- Type: Settlement
- Cultures: Ancient Greek
- Location: İzmir, Turkey
- Region: Mysia

History
- Built: 3000 BC

Site notes
- Condition: In ruins

= Teuthrania =

Ancient Greek city in Anatolia

Teuthrania (Τευθρανία) was an Ancient Greek town in northwest Anatolia in the region of Mysia, and the name of its surrounding district on the river Caicus. It was near the powerful city and region of Pergamon. Tradition associated it with the legendary Mysian king Teuthras. According to Strabo, Teuthrania was situated between the Anatolian cities of Elaea, Pitane, and Atarneus.

Teuthrania featured in various ancient myths and historical traditions. Strabo wrote that Teuthras adopted a youth named Telephus as his son and successor. Telephus was a son of Heracles. (A character named Eurypylus, said to be a son of Telephus, appears in the Odyssey as the ruler of the Ceteii).

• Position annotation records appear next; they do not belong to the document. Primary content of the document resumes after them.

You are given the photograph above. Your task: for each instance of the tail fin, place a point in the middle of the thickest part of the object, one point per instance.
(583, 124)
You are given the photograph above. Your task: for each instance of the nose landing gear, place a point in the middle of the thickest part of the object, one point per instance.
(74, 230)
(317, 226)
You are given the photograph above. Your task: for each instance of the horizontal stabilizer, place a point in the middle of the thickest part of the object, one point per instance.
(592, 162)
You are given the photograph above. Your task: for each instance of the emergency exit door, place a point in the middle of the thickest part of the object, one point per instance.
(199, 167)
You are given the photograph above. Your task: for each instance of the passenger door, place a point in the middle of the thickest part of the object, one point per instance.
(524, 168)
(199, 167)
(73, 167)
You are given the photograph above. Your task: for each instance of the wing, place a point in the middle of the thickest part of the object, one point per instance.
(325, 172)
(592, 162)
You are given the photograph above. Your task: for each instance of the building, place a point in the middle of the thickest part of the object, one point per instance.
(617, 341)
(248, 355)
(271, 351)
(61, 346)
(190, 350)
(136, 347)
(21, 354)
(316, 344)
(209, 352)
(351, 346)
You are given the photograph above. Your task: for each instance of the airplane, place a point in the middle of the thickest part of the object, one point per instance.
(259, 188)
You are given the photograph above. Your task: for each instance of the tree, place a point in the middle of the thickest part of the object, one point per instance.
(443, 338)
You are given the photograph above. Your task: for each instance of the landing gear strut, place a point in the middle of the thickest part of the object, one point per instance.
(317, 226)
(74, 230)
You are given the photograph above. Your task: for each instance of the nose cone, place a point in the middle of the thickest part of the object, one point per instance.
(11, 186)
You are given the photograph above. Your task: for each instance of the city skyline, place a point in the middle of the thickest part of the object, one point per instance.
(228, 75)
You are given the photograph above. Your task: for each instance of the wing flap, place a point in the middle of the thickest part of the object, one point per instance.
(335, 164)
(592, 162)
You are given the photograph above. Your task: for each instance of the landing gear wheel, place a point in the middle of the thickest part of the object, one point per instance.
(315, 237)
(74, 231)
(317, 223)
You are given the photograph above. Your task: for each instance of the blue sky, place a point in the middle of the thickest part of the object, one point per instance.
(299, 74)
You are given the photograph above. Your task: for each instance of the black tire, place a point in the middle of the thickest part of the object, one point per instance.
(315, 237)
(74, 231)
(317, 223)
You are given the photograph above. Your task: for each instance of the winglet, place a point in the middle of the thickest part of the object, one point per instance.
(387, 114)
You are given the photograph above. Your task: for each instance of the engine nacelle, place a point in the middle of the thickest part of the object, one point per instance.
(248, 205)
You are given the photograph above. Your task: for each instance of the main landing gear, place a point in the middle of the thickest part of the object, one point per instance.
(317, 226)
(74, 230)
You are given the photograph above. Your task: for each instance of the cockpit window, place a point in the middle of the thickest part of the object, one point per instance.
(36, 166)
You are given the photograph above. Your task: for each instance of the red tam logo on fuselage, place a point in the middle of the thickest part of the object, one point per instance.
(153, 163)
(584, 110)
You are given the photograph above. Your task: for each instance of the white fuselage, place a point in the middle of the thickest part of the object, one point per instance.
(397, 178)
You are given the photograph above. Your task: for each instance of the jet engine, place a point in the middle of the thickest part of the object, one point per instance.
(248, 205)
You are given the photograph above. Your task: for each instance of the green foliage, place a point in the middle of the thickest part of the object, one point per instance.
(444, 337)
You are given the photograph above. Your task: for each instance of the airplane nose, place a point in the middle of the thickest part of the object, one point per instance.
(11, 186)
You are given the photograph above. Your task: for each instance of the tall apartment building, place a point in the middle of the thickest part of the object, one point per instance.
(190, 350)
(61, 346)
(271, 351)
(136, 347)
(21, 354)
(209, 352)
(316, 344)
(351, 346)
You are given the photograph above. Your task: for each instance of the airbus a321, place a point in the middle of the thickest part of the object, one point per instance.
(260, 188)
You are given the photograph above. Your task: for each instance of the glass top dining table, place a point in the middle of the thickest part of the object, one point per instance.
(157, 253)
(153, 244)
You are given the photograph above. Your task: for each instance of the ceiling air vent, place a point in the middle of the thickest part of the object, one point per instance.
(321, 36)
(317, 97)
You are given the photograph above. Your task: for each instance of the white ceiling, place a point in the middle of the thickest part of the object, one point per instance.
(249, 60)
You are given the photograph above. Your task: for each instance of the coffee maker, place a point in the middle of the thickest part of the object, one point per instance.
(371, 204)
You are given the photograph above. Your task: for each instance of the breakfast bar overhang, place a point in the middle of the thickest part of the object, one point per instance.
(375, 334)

Herodotus wrote that the cities of Halisarna, Pergamon, and Teuthrania had been given by the Persian king Darius I to the Spartan king Demaratus in c. 486 BCE in exchange for Spartan military aid.

In the Anabasis, Xenophon wrote that under the command of Procles, son of Demaratus, Teuthrania attacked Pergamon. In the Hellenica, Xenophon relates that Teuthrania, Pergamum, Halisarna, Gambrium, Palaegambrium, Myrina and Gryneium were delivered by their rulers to the army of the Spartan Thimbron around the year 399 BCE, who sought to liberate the Greek colonies from Persian rule.

According to the 7th-century BCE epic poem called Cypria, now a lost literary work, Teuthrania was mistaken for Troy in the Achaeans' first expedition.